Second, Lorenzo Snow is remembered for his couplet “As man now is, God once was; as God now is, man may be.” These words came by revelation to Lorenzo when he was a young man in Nauvoo. Their truthfulness was reaffirmed when he heard the Prophet Joseph Smith teach the very same concept. Over the years this simple yet profound statement has stirred the minds of many individuals and caused them to further investigate The Church of Jesus Christ of Latter-day Saints.[1]

Orson Pratt
   One of the most flamboyant of the early Mormon leaders was Apostle Orson Pratt. His book, The Seer, is one of the most interesting of early LDS publications. He also provided many interesting sermons in the Journal of Discourses. While he had many viewpoints that an orthodox Christian would find unusual and very troubling (especially in regards to his view of the Bible), we are here concerned only with his statements concerning the doctrine of God.
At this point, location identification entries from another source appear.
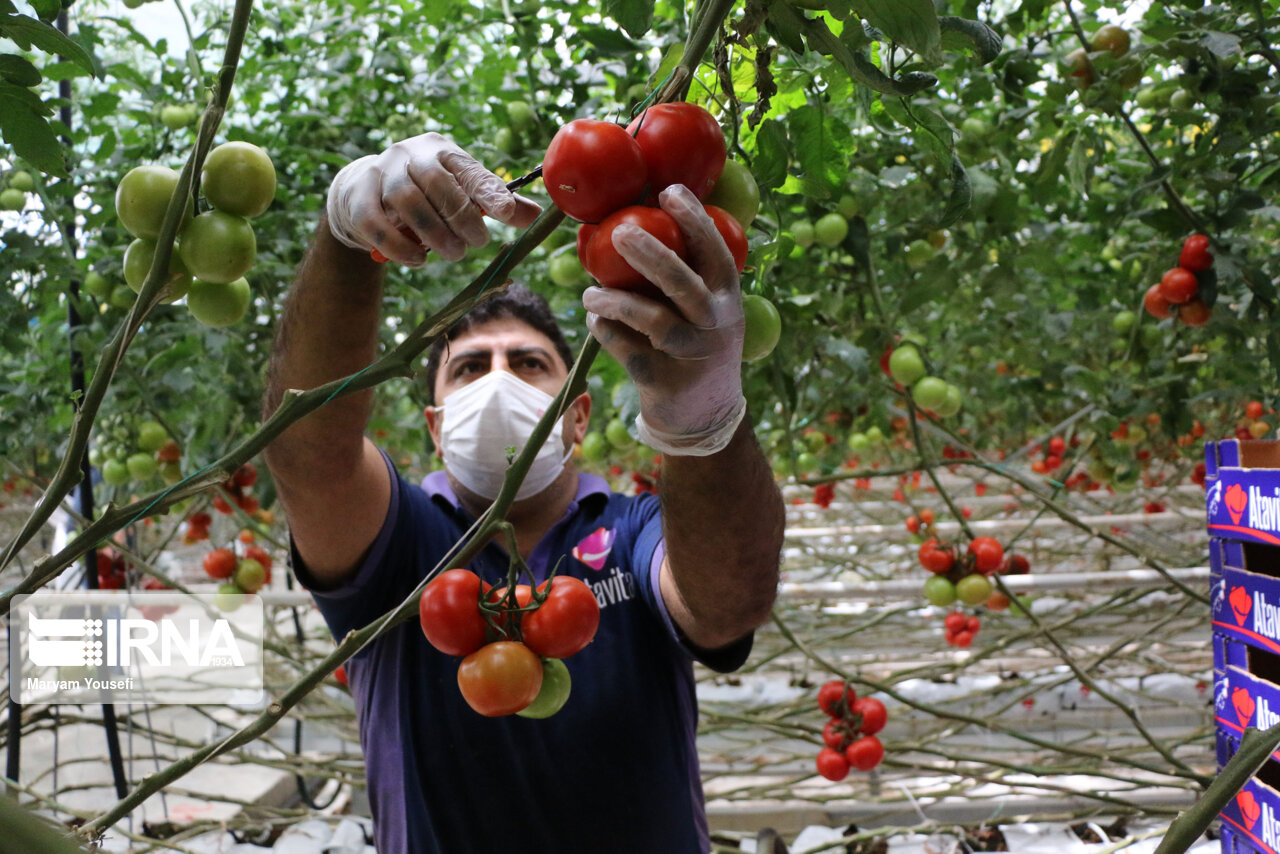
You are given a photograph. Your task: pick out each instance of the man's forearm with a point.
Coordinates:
(722, 521)
(328, 329)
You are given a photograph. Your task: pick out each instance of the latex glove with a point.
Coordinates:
(428, 185)
(686, 357)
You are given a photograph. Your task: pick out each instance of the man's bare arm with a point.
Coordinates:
(332, 480)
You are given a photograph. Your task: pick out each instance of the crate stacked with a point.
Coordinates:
(1242, 499)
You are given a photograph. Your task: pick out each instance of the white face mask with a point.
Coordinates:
(485, 418)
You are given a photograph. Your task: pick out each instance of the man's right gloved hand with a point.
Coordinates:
(428, 185)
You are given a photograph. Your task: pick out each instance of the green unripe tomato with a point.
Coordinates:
(973, 589)
(595, 447)
(938, 590)
(951, 403)
(151, 437)
(831, 229)
(736, 192)
(97, 284)
(929, 392)
(22, 181)
(141, 466)
(763, 328)
(905, 365)
(566, 270)
(553, 694)
(521, 115)
(115, 473)
(618, 437)
(803, 233)
(12, 199)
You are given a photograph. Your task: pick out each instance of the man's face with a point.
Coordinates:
(512, 346)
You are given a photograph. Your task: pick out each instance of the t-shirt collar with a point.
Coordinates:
(437, 487)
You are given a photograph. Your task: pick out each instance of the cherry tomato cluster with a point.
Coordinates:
(606, 177)
(511, 643)
(247, 572)
(850, 730)
(237, 489)
(960, 629)
(1179, 287)
(1252, 425)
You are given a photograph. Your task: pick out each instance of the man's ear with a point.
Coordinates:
(581, 409)
(433, 427)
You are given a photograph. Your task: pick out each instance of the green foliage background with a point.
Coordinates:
(1061, 205)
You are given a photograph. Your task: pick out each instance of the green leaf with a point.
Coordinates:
(609, 42)
(961, 33)
(23, 126)
(771, 155)
(28, 31)
(635, 16)
(814, 144)
(18, 71)
(913, 23)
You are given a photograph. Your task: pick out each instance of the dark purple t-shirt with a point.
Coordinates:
(615, 771)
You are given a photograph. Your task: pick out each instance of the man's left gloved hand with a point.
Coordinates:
(685, 357)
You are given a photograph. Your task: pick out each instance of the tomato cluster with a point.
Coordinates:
(850, 730)
(1179, 287)
(511, 643)
(607, 177)
(214, 249)
(905, 366)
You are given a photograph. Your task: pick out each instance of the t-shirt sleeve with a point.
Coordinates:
(648, 551)
(414, 529)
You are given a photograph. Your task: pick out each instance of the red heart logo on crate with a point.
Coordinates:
(1235, 502)
(1248, 808)
(1244, 704)
(1240, 604)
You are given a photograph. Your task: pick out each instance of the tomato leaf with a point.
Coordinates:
(913, 23)
(28, 31)
(18, 71)
(771, 155)
(634, 16)
(24, 127)
(961, 33)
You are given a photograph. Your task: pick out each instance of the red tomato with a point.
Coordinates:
(220, 563)
(681, 144)
(611, 269)
(987, 553)
(593, 168)
(933, 558)
(565, 622)
(874, 715)
(732, 233)
(835, 734)
(1156, 304)
(501, 677)
(833, 694)
(1194, 313)
(865, 753)
(449, 612)
(1196, 255)
(1178, 286)
(832, 765)
(584, 236)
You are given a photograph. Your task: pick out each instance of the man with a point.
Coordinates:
(685, 579)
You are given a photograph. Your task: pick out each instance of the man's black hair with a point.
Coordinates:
(517, 302)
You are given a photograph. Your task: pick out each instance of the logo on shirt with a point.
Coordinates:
(595, 547)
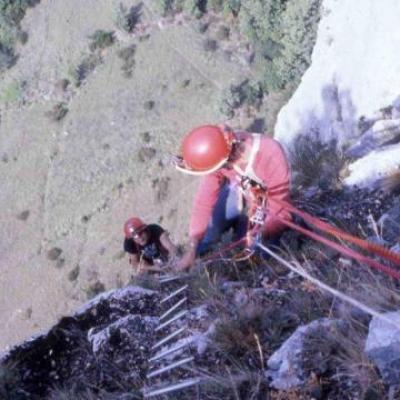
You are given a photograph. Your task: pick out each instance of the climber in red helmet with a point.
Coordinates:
(149, 246)
(243, 175)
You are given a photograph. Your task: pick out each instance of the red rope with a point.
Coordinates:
(325, 227)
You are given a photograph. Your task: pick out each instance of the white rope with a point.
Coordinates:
(329, 289)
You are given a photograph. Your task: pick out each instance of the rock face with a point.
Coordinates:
(306, 351)
(333, 101)
(333, 93)
(106, 345)
(383, 346)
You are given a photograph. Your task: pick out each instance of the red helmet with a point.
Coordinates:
(205, 149)
(133, 225)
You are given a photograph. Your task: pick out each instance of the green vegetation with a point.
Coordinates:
(58, 112)
(11, 14)
(126, 19)
(247, 92)
(281, 33)
(85, 67)
(101, 40)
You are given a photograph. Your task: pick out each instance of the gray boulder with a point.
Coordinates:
(307, 350)
(383, 346)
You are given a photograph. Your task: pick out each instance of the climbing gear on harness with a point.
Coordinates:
(132, 226)
(205, 149)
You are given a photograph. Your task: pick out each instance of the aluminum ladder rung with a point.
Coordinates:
(174, 318)
(173, 308)
(173, 294)
(171, 388)
(170, 350)
(168, 338)
(170, 278)
(169, 367)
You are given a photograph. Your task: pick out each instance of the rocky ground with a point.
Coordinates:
(85, 138)
(239, 314)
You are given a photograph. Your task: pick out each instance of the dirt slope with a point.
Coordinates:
(71, 184)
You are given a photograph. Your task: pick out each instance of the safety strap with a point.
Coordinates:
(249, 171)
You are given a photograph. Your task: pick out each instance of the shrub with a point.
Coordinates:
(126, 20)
(164, 6)
(7, 58)
(11, 14)
(194, 7)
(283, 32)
(127, 55)
(248, 92)
(101, 40)
(58, 112)
(87, 65)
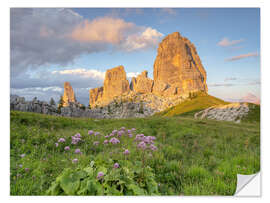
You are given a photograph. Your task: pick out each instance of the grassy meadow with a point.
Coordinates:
(192, 157)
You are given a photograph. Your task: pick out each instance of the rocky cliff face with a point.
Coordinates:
(178, 66)
(68, 96)
(115, 83)
(229, 112)
(177, 72)
(142, 84)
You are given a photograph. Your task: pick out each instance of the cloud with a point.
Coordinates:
(46, 84)
(41, 37)
(149, 38)
(82, 73)
(254, 54)
(221, 85)
(105, 30)
(225, 42)
(230, 78)
(169, 11)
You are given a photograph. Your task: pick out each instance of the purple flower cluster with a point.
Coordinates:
(61, 140)
(100, 175)
(116, 165)
(146, 142)
(96, 143)
(126, 152)
(76, 138)
(120, 133)
(78, 151)
(90, 132)
(114, 140)
(67, 148)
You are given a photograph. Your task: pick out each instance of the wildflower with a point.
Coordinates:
(77, 151)
(139, 137)
(100, 175)
(116, 165)
(153, 147)
(142, 145)
(123, 128)
(96, 143)
(114, 132)
(61, 140)
(67, 148)
(114, 140)
(126, 152)
(76, 138)
(120, 133)
(90, 132)
(78, 135)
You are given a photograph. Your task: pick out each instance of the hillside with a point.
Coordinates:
(198, 102)
(189, 157)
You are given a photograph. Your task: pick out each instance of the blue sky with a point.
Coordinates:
(227, 41)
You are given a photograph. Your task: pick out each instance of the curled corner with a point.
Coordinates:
(248, 185)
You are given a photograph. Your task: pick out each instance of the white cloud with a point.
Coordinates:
(225, 42)
(92, 73)
(235, 58)
(40, 37)
(149, 38)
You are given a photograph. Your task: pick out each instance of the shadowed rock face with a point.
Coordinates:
(68, 96)
(177, 72)
(115, 83)
(178, 65)
(142, 84)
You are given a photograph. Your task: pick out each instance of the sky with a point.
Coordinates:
(51, 46)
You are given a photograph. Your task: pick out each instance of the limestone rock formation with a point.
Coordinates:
(68, 96)
(229, 112)
(95, 95)
(115, 83)
(178, 65)
(142, 84)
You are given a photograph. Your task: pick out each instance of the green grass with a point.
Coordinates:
(190, 106)
(254, 113)
(193, 157)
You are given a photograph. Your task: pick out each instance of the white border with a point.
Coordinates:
(265, 73)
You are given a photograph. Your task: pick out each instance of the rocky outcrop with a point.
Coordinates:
(230, 112)
(68, 96)
(112, 110)
(115, 83)
(178, 71)
(20, 104)
(142, 84)
(178, 65)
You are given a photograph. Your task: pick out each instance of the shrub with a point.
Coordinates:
(98, 179)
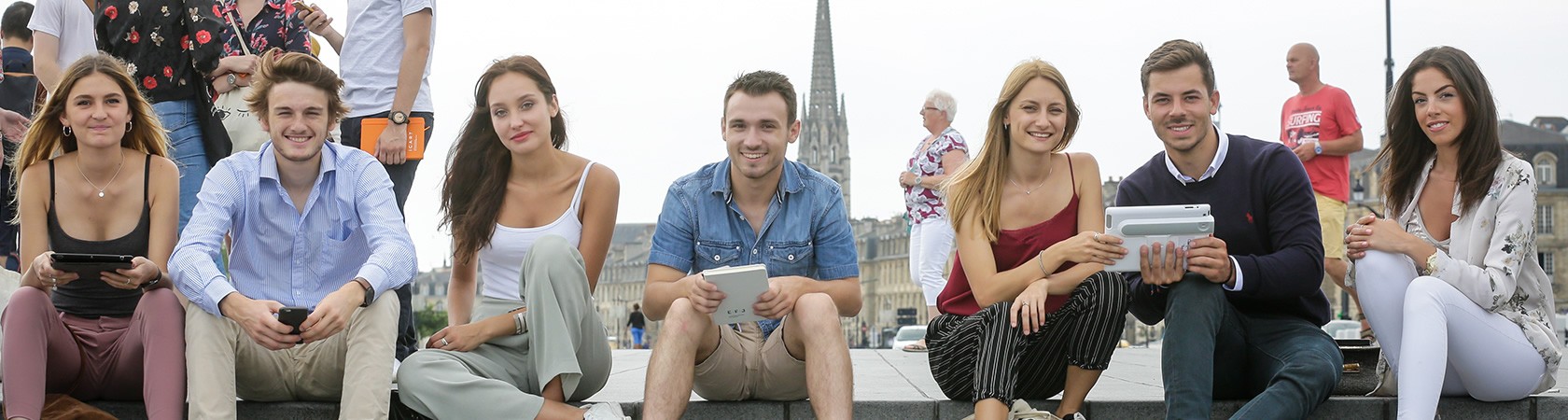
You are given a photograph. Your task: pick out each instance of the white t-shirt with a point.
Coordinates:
(372, 50)
(71, 21)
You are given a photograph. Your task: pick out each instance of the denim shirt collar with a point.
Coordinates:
(789, 182)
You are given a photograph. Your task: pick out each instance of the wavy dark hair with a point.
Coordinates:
(479, 163)
(1408, 147)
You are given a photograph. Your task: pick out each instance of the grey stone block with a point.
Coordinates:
(1366, 408)
(1127, 410)
(872, 410)
(735, 410)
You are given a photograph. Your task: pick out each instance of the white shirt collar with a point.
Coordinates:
(1214, 166)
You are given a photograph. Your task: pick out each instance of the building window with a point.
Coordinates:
(1545, 168)
(1543, 219)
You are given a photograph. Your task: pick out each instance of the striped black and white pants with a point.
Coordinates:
(982, 356)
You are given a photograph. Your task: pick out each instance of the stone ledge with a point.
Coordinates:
(1540, 406)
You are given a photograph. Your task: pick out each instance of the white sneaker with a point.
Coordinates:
(604, 411)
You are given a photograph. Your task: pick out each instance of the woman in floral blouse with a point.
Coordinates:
(265, 24)
(1459, 258)
(931, 235)
(171, 49)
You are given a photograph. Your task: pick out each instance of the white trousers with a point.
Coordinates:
(931, 245)
(1449, 346)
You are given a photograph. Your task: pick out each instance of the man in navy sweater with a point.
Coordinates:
(1242, 307)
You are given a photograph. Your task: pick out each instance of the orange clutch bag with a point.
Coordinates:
(371, 132)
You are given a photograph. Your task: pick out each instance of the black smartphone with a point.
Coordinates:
(90, 265)
(292, 315)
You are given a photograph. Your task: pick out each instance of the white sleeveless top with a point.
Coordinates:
(500, 260)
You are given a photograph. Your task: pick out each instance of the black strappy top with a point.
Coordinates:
(91, 297)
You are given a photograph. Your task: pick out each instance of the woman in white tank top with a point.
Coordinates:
(535, 223)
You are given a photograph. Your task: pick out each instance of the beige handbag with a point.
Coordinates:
(245, 129)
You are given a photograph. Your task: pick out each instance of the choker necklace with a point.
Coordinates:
(1030, 191)
(110, 179)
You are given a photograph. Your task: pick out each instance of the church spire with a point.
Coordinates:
(823, 138)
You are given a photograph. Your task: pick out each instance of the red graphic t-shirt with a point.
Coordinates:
(1323, 117)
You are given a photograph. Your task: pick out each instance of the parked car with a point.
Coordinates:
(908, 336)
(1342, 329)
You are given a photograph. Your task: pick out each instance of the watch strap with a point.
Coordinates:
(371, 292)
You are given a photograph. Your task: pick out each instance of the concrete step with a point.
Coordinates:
(1367, 408)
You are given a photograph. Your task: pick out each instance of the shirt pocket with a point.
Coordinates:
(715, 254)
(789, 259)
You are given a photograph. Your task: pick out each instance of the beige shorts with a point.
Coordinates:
(749, 367)
(1332, 215)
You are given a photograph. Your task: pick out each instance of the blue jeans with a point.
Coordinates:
(1284, 364)
(186, 147)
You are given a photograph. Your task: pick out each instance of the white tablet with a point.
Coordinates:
(1150, 224)
(742, 286)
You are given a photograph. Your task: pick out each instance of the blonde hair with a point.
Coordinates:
(48, 136)
(974, 193)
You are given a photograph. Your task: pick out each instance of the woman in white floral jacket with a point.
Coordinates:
(1459, 258)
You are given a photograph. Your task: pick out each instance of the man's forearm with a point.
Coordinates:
(659, 295)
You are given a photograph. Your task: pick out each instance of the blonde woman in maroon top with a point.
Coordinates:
(1029, 311)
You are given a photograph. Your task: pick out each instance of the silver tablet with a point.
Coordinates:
(1150, 224)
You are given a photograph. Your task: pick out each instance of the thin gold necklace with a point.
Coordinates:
(1030, 191)
(110, 179)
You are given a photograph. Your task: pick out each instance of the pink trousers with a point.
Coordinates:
(127, 359)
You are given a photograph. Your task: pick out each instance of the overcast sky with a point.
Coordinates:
(641, 82)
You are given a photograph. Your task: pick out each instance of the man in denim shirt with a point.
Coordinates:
(753, 207)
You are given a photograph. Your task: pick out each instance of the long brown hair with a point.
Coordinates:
(1408, 147)
(975, 189)
(479, 165)
(48, 136)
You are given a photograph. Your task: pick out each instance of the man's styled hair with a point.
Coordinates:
(14, 21)
(761, 83)
(1173, 55)
(300, 68)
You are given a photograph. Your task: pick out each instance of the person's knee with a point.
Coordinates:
(1425, 290)
(818, 311)
(29, 300)
(684, 322)
(414, 373)
(1318, 367)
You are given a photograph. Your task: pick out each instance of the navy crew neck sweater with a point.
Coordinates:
(1264, 212)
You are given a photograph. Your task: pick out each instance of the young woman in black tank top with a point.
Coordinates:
(112, 190)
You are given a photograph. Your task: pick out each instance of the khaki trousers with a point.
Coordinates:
(504, 376)
(353, 367)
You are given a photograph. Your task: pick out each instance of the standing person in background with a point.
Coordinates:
(1319, 124)
(18, 92)
(170, 48)
(386, 74)
(636, 325)
(62, 34)
(931, 234)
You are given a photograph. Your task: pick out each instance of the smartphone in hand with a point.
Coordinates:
(292, 315)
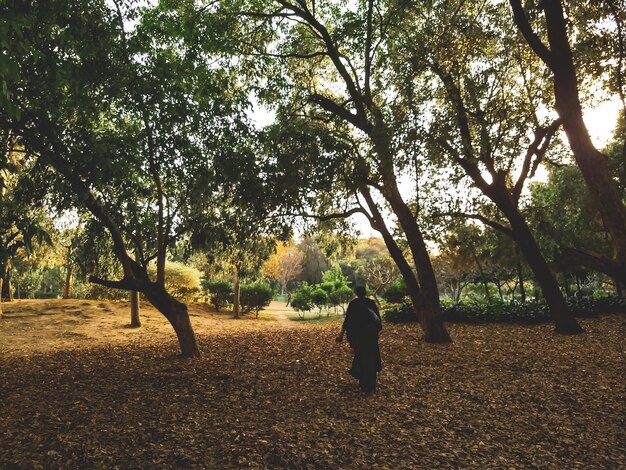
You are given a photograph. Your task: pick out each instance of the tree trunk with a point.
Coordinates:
(592, 163)
(428, 314)
(563, 318)
(135, 322)
(236, 295)
(178, 316)
(431, 317)
(67, 291)
(499, 286)
(520, 275)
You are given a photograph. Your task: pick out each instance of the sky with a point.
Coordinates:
(600, 120)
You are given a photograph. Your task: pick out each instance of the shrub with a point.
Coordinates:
(319, 298)
(395, 292)
(180, 280)
(340, 297)
(220, 292)
(399, 313)
(327, 287)
(253, 297)
(520, 313)
(301, 299)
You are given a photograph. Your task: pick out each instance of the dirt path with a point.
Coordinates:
(30, 326)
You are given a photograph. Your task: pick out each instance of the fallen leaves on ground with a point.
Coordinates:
(264, 395)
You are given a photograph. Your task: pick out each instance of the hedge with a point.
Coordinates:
(520, 313)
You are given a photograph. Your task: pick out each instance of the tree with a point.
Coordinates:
(488, 111)
(324, 44)
(558, 57)
(284, 265)
(105, 111)
(379, 272)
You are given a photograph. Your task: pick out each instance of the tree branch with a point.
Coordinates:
(542, 134)
(531, 37)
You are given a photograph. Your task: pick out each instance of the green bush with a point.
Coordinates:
(319, 298)
(340, 297)
(253, 297)
(395, 292)
(220, 292)
(520, 313)
(301, 299)
(181, 281)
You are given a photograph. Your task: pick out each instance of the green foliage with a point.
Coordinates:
(319, 298)
(30, 282)
(220, 292)
(334, 276)
(395, 292)
(180, 280)
(254, 297)
(518, 313)
(341, 296)
(301, 299)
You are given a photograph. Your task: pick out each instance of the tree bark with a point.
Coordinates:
(592, 163)
(237, 289)
(9, 290)
(135, 322)
(520, 275)
(427, 311)
(67, 291)
(178, 316)
(564, 320)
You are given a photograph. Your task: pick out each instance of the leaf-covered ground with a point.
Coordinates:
(276, 395)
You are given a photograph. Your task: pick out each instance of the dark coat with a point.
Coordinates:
(362, 332)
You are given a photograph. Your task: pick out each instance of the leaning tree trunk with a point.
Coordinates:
(67, 291)
(135, 322)
(434, 328)
(592, 163)
(564, 320)
(178, 316)
(520, 275)
(428, 312)
(237, 289)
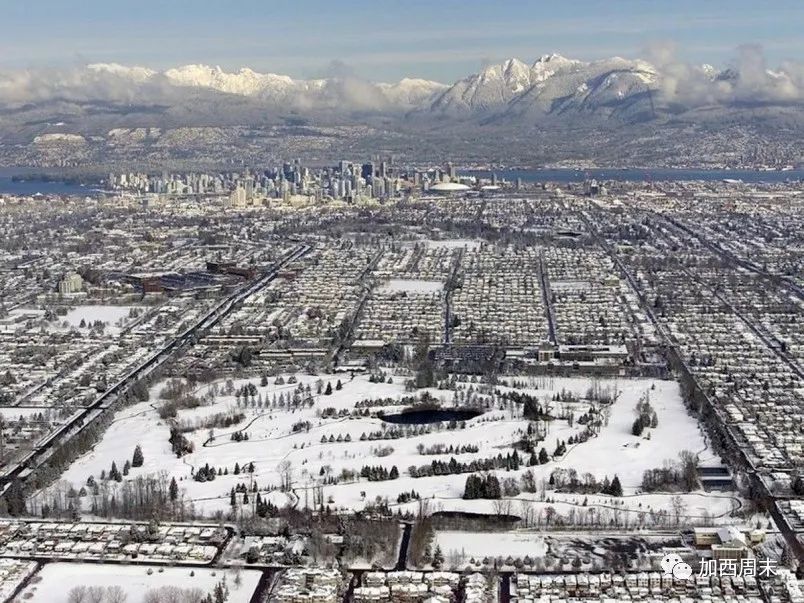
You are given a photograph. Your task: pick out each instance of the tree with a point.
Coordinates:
(137, 459)
(438, 557)
(616, 489)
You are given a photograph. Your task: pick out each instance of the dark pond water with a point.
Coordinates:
(432, 415)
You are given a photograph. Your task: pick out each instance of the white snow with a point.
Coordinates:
(59, 578)
(272, 442)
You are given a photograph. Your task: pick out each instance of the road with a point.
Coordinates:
(675, 357)
(45, 448)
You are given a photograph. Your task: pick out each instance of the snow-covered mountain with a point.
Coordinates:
(315, 93)
(551, 88)
(553, 84)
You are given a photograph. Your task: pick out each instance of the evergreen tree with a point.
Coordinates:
(616, 488)
(137, 458)
(438, 557)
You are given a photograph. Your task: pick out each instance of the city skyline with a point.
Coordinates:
(387, 41)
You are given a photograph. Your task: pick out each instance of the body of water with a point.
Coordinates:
(35, 185)
(431, 415)
(642, 175)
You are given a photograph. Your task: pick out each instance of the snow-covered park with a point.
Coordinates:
(54, 581)
(319, 443)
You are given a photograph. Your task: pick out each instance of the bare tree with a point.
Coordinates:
(77, 594)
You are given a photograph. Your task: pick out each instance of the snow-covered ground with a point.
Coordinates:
(395, 285)
(274, 447)
(57, 579)
(490, 544)
(114, 317)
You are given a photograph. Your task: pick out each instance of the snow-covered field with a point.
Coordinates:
(112, 316)
(58, 578)
(491, 544)
(275, 448)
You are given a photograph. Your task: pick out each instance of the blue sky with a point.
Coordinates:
(386, 39)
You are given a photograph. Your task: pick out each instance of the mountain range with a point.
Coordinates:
(553, 93)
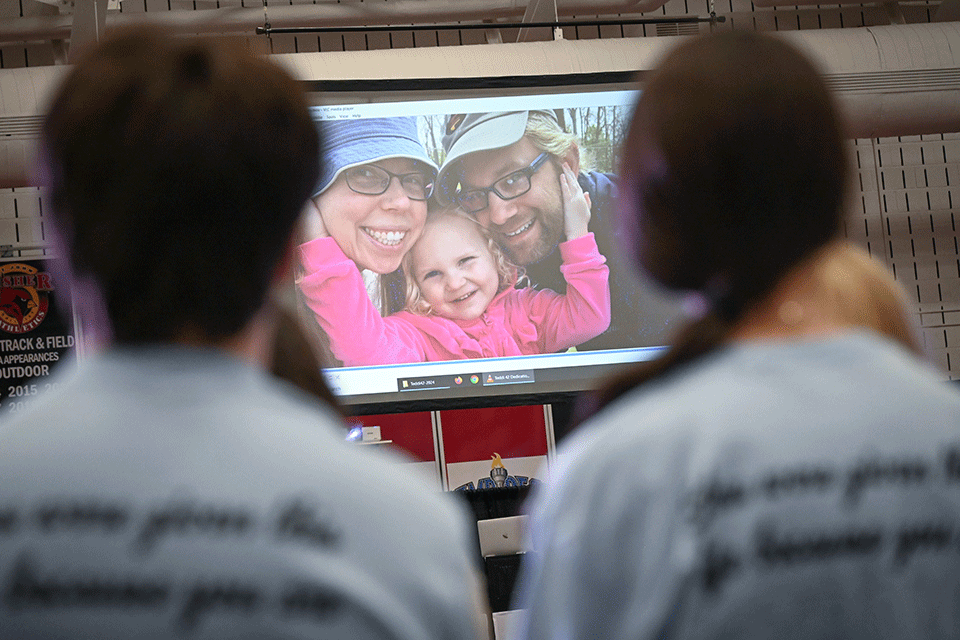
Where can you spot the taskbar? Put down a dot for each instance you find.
(523, 375)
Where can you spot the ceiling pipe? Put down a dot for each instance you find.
(247, 19)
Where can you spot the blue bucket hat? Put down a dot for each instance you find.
(348, 143)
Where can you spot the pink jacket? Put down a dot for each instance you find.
(517, 322)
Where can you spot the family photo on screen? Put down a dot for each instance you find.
(492, 234)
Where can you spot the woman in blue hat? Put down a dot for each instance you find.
(371, 199)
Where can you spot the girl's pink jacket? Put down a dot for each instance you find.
(517, 322)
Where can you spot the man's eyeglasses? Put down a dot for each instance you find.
(508, 187)
(371, 180)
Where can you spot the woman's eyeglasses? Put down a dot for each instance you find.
(508, 187)
(371, 180)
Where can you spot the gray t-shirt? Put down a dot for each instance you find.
(805, 489)
(170, 493)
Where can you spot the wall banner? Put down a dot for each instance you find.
(34, 334)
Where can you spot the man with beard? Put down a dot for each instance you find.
(504, 168)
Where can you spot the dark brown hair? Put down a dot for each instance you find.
(177, 168)
(734, 172)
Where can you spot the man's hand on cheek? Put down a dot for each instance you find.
(576, 204)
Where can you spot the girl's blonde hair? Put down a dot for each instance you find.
(509, 274)
(864, 293)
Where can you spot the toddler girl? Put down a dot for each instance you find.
(461, 299)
   One of the passages that Christians turn to in response to LDS theology is Isaiah 43:10. Orson Pratt addressed this passage in a sermon delivered February 18, 1855:

“But” inquires one, “how are you going to get along with the passage, in Isaiah, where the Lord declared that, ‘There is no God before me, nor shall there be any after me?'” How can we believe this, when we believe in the revelation given through Joseph Smith, which says there are many Gods, and that Abraham, Isaac, and Jacob are Gods, and that all good men in this Church shall become Gods? Paul also speaks of the only wise God. Perhaps some may suppose that it is translated improperly. But you will find the same thing in the Book of Mormon, translated by the Urim and Thummim; the same things are also contained in the new translation of the book of Genesis, given to Moses, where the Lord declares that, “There is no God besides me.” In these expressions, God has reference to the great principles of light and truth, or knowledge, and not to the tabernacles in which this knowledge may dwell; the tabernacles are many and without number, but the truth or knowledge which is often personified and called God, is one,being the same in all; God is one, being a unity, when represented by light, truth, wisdom, or knowledge; but when reference is made to the temples in which this knowledge dwells, the number of Gods is infinite.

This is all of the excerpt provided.